JPMorgan’s market-moving quant guru Marko Kolanovic says the big rotation into value stocks should continue, sending markets higher into October and the rest of the year, especially if trade talks between the U.S. and China go well.

Kolanovic, the global head of the macro quantitative and derivatives at JPMorgan & Chase, came to this conclusion after looking at investor positioning, value names that have underperformed and the unwind of technical flows over the past month in stocks and bonds, which drove yields to record lows.

Kolanovic’s report notes that stocks should move higher through October and beyond, particularly with the Federal Reserve likely to cut its benchmark interest rate again in the coming weeks.

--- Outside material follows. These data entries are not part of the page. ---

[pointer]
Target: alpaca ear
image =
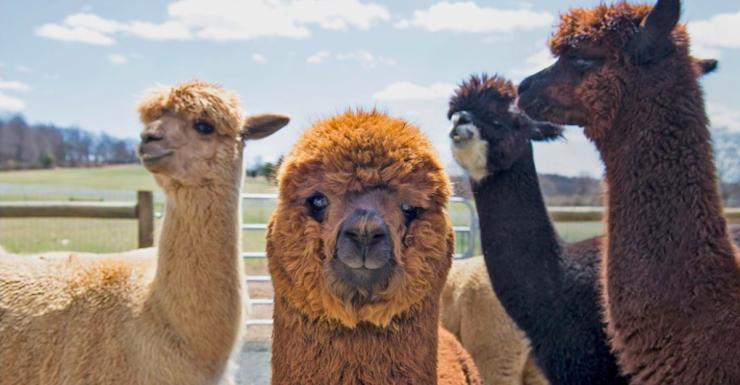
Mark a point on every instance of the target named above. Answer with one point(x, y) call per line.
point(545, 132)
point(705, 66)
point(653, 42)
point(262, 126)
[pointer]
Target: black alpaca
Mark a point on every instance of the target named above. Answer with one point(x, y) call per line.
point(548, 287)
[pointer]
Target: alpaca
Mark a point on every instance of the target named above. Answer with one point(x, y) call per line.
point(472, 312)
point(549, 288)
point(117, 321)
point(358, 249)
point(670, 272)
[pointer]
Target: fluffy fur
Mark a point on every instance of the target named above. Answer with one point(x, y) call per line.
point(327, 333)
point(549, 288)
point(122, 319)
point(670, 271)
point(472, 312)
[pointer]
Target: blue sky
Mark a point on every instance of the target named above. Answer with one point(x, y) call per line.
point(86, 63)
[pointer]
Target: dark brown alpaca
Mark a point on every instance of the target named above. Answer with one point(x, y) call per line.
point(671, 278)
point(548, 287)
point(359, 248)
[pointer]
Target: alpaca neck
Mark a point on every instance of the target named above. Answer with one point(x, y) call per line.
point(198, 283)
point(320, 352)
point(521, 248)
point(665, 221)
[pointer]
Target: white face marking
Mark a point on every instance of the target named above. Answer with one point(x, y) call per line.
point(469, 150)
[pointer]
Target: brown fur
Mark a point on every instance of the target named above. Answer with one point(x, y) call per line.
point(123, 319)
point(472, 312)
point(322, 334)
point(671, 276)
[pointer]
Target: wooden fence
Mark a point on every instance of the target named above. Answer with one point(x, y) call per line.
point(587, 214)
point(142, 210)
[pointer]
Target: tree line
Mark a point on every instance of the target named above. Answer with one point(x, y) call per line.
point(30, 146)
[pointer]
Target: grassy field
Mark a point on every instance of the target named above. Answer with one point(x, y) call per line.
point(46, 234)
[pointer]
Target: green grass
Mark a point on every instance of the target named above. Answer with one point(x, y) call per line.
point(94, 235)
point(129, 177)
point(123, 178)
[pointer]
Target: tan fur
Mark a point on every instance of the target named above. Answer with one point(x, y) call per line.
point(472, 312)
point(69, 319)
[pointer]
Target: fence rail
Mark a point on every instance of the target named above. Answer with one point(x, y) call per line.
point(142, 210)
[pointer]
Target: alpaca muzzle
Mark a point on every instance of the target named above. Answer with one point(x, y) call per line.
point(364, 252)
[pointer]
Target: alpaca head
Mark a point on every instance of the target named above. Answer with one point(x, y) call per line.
point(194, 134)
point(361, 232)
point(605, 56)
point(489, 134)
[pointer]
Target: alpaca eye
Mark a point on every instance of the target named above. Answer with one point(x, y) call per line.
point(317, 205)
point(409, 212)
point(203, 128)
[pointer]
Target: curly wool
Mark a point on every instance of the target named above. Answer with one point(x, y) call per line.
point(605, 26)
point(318, 340)
point(353, 152)
point(195, 100)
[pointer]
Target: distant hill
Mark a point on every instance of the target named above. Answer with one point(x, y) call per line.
point(26, 146)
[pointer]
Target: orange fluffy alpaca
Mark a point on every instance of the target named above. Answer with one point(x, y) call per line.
point(123, 319)
point(359, 248)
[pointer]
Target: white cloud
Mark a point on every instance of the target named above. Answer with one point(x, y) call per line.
point(412, 91)
point(10, 103)
point(259, 58)
point(13, 85)
point(533, 64)
point(318, 57)
point(73, 33)
point(467, 16)
point(363, 57)
point(117, 59)
point(223, 20)
point(724, 117)
point(720, 31)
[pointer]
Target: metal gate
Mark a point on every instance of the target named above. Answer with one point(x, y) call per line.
point(465, 243)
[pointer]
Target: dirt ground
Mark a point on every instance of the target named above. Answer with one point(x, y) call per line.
point(254, 364)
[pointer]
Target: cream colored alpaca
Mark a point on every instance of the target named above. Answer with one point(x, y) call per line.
point(473, 313)
point(83, 320)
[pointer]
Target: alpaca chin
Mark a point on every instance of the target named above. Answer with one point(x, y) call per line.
point(472, 155)
point(357, 295)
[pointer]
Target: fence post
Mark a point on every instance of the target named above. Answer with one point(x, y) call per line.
point(145, 216)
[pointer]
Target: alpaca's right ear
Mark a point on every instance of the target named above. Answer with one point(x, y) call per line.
point(706, 66)
point(652, 42)
point(262, 126)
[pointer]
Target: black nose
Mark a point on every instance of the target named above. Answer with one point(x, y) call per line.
point(150, 136)
point(363, 241)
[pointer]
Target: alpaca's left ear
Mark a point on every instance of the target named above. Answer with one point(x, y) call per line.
point(653, 42)
point(262, 126)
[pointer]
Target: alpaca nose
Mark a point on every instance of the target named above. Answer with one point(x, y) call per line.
point(364, 241)
point(151, 134)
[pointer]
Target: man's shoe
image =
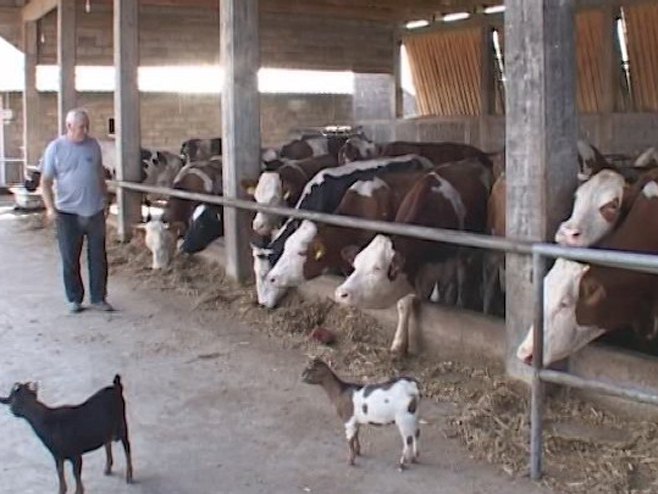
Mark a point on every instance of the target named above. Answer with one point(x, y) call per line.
point(102, 306)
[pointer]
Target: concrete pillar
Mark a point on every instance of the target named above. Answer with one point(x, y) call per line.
point(31, 115)
point(487, 84)
point(240, 59)
point(66, 41)
point(610, 71)
point(126, 112)
point(541, 131)
point(397, 98)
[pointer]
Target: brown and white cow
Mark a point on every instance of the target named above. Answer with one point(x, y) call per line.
point(315, 249)
point(388, 269)
point(283, 187)
point(304, 147)
point(200, 176)
point(324, 193)
point(494, 261)
point(200, 149)
point(582, 301)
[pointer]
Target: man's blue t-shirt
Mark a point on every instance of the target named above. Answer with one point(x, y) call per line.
point(78, 170)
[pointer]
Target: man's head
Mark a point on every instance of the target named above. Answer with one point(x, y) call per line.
point(77, 124)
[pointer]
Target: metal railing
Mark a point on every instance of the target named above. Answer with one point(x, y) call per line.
point(539, 252)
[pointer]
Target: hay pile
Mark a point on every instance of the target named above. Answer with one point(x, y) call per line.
point(585, 450)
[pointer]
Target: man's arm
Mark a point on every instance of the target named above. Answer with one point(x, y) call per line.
point(46, 182)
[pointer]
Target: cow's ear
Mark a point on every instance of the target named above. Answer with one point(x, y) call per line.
point(177, 228)
point(139, 233)
point(592, 292)
point(397, 263)
point(348, 253)
point(249, 186)
point(318, 250)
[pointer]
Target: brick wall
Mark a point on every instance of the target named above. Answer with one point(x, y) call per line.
point(168, 119)
point(175, 36)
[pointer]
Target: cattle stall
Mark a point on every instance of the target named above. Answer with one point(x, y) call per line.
point(544, 89)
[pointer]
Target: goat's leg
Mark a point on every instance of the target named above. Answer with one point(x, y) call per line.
point(59, 464)
point(129, 462)
point(77, 473)
point(351, 433)
point(109, 461)
point(357, 444)
point(415, 445)
point(401, 338)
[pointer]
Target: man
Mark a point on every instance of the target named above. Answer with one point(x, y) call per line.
point(74, 162)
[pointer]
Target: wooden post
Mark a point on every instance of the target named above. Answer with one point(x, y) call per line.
point(240, 59)
point(487, 84)
point(126, 112)
point(30, 95)
point(397, 98)
point(541, 131)
point(610, 71)
point(66, 55)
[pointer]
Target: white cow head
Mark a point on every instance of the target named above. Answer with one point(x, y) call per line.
point(268, 191)
point(357, 148)
point(268, 294)
point(161, 242)
point(595, 210)
point(377, 280)
point(562, 334)
point(289, 269)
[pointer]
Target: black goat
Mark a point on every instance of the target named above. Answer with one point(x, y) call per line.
point(70, 431)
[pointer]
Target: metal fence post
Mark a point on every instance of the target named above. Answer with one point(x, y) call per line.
point(537, 401)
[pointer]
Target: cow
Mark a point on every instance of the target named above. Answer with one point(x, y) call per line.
point(159, 169)
point(600, 204)
point(494, 261)
point(314, 249)
point(324, 193)
point(206, 225)
point(200, 149)
point(590, 161)
point(201, 176)
point(303, 147)
point(584, 301)
point(283, 187)
point(389, 268)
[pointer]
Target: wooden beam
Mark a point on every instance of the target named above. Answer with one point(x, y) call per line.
point(36, 9)
point(30, 95)
point(540, 145)
point(240, 58)
point(66, 55)
point(127, 112)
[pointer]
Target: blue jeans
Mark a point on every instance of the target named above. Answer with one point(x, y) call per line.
point(71, 231)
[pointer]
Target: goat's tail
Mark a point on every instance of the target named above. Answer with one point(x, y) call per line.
point(117, 382)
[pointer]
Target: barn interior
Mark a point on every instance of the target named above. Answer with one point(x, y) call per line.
point(456, 51)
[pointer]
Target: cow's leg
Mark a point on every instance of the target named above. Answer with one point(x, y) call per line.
point(401, 338)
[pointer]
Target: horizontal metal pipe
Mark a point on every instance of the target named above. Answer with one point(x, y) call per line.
point(426, 233)
point(566, 379)
point(641, 262)
point(631, 260)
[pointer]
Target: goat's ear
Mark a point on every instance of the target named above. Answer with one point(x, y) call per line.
point(348, 253)
point(249, 186)
point(397, 263)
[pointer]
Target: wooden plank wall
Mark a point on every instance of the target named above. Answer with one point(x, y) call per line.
point(641, 23)
point(446, 70)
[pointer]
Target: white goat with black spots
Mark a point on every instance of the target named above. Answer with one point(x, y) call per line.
point(393, 402)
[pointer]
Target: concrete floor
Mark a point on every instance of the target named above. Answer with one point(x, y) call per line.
point(213, 405)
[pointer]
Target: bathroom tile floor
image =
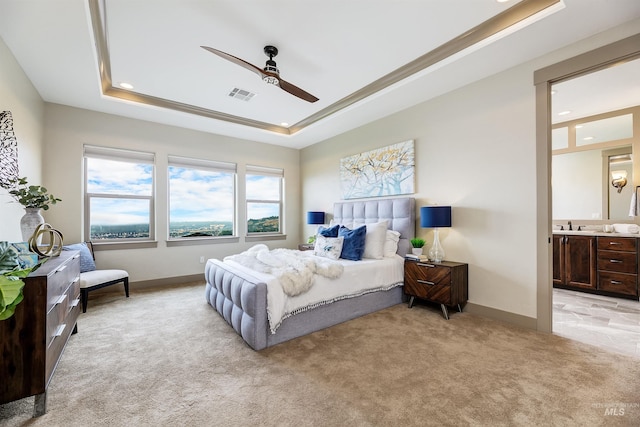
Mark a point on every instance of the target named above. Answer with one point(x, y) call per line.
point(612, 323)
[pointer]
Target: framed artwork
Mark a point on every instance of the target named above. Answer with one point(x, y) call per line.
point(8, 150)
point(386, 171)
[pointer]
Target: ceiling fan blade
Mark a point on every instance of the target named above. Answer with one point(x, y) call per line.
point(235, 60)
point(296, 91)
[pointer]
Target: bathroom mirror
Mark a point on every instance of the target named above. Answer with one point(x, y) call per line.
point(593, 120)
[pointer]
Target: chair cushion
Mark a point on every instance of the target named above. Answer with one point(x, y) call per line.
point(97, 277)
point(86, 259)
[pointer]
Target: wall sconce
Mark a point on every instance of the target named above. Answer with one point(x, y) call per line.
point(435, 217)
point(619, 179)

The movement from momentum to value stocks has been brewing for a while now. Markets have been practically flat since January and much of the gains the S&P 500 has seen have been in defensive sectors, or those with bond-like features and “secular growth” tech stocks. These stocks are now being sold and “incorrectly in our view, are deemed to be impermeable to economic woes,” Kolanovic wrote.

“Given that the S&P 500 is heavy in bond proxies and secular growth, we would expect higher upside potential in small caps, cyclicals, value, and Emerging Market stocks than the broad S&P 500,” he continued.

As bond yields have moved higher recently and the markets have made relatively small moves, the underlying action in equities has been volatile as investors have jumped from momentum to value equities.

In July, Kolanovic warned that value stocks were underperforming relative to volatility and momentum stocks in a way that was worse than even the 1990s tech bubble.

“We think that the unprecedented divergence between various market segments offers a once in a decade opportunity to position for convergence,” he said at the time.

And now there’s another all-time extreme divergence that came Friday after the record performance gap between large- and small-cap companies.

Per CNBC:

The strategist says his small cap momentum indicator, based on a weighted 1-, 3-, 6- and 12-month price momentum, reached its maximum negative reading.

At the same time, the momentum indicator for the S&P 500 was at its maximum positive reading. The only other time this occurred was in February, 1999, he added.

“Many similar indicators suggest the gap is not sustainable between value, cyclicals, SMid and high beta stocks on one side, and momentum, low volatility, and growth on the other side,” Kolanovic wrote.

“While manufacturing lags both, we see that in the coming months one could expect manufacturing activity to pick up given the increased monetary stimulus, providing support for the market and value stocks. We think October negotiations will be the key for future performance of equity markets and more broadly the global economy.”

Kolanovic is “cautiously optimistic” about the upcoming October trade talks between the U.S. and China. He thinks Trump will get a deal done rather than face the wrath of voters who will likely blame his trade policies and the market volatility they’ve caused. Talks moved the right way this morning after Trump delayed an Oct. 1 tariff hike to Oct. 15, and China agreed to purchase some U.S. agricultural goods.

“If the October negotiations fail, these moves could be unwound, but given the extreme low positioning and style tilt, we think the downside is limited,” Kolanovic wrote.